Replacing the block body hash with an equivalent KZG commitment would enable membership proofs for any element of the block body. This would facilitate two cool mechanisms:

  • Prove that a head peer lied to a user about assigning a particular request ID to the user’s submitted request.
  • Allow a user to immediately recover a deposit by proving that the head peers decided to reject it in a soft-confirmed block brief, in conjunction with CIP-112 guard scripts.

On the other hand, using a KZG commitment would limit the block body to 32K elements and might slightly slow down consensus.

Block types

There are four types of blocks:

  1. The initial block is the block with which Gummiworm starts up. It contains an initialization effect and a fallback effect. Its block body is empty.

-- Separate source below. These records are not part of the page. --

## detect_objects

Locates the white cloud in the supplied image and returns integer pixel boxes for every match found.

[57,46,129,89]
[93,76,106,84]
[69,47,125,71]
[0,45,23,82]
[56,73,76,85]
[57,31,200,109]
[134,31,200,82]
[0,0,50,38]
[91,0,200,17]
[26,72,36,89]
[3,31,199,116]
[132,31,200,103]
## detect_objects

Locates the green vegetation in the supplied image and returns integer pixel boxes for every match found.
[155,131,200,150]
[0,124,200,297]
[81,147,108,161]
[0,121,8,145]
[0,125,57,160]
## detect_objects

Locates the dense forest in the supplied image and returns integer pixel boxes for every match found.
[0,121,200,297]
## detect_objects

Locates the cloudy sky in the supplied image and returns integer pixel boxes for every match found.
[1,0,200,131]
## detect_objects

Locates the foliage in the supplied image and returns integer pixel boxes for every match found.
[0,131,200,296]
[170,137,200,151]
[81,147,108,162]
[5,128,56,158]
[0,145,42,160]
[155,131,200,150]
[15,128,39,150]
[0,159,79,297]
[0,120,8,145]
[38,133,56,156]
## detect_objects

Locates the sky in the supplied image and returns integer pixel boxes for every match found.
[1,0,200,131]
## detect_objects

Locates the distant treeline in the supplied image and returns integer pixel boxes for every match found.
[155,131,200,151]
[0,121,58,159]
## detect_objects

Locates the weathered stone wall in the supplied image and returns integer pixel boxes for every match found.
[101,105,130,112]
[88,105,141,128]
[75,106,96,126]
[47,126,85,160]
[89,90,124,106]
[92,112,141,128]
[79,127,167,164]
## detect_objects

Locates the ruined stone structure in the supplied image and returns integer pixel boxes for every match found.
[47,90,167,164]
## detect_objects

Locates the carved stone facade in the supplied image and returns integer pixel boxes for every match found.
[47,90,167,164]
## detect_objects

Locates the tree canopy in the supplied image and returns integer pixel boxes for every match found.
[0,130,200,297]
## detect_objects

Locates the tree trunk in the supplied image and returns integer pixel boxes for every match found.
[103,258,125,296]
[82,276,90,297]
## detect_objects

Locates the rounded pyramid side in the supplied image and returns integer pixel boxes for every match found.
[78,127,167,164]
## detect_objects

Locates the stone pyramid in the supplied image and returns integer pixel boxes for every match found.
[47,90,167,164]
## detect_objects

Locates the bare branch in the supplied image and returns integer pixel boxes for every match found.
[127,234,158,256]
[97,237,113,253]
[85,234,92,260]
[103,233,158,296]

  2. A minor block is a block with which Gummiworm merely updates its evacuation map. It contains an evacuation commitment and zero or more refund effects. Its block body is restricted:

    • No absorbed deposits.
    • No user requests with outcomes requiring immediate payouts on L1.
  3. A major block is a block with which Gummiworm absorbs deposits, remits immediate payouts, and supersedes the previous block’s fallback effect. It contains a settlement effect, a new fallback effect, zero or more rollout effects, and zero or more refund effects. Its block body is restricted:

    • No more absorbed deposits than Gummiworm’s max-deposits-absorbed-per-block parameter.
  4. The final block is the block with which Gummiworm gracefully terminates when manually triggered by one of the head peers. It contains a finalization effect and zero or more rollout effects. Its block body is restricted:

    • No absorbed deposits.
    • No valid deposit requests.

Block stacks

A block stack is a sequence of blocks with consecutive block numbers, with these salient features:

  • Block stack number — the sequential number of this block stack, starting from zero for the initial block stack, which only contains the initial block.
  • The first block number in the stack.
  • The last block number in the stack.
  • The first major block’s number in the stack (if any).

In the fast-consensus cycle, the head peers soft-confirm block briefs, one at a time. In the slow-consensus cycle, the head and coil peers hard-confirm block effects, one block stack at a time.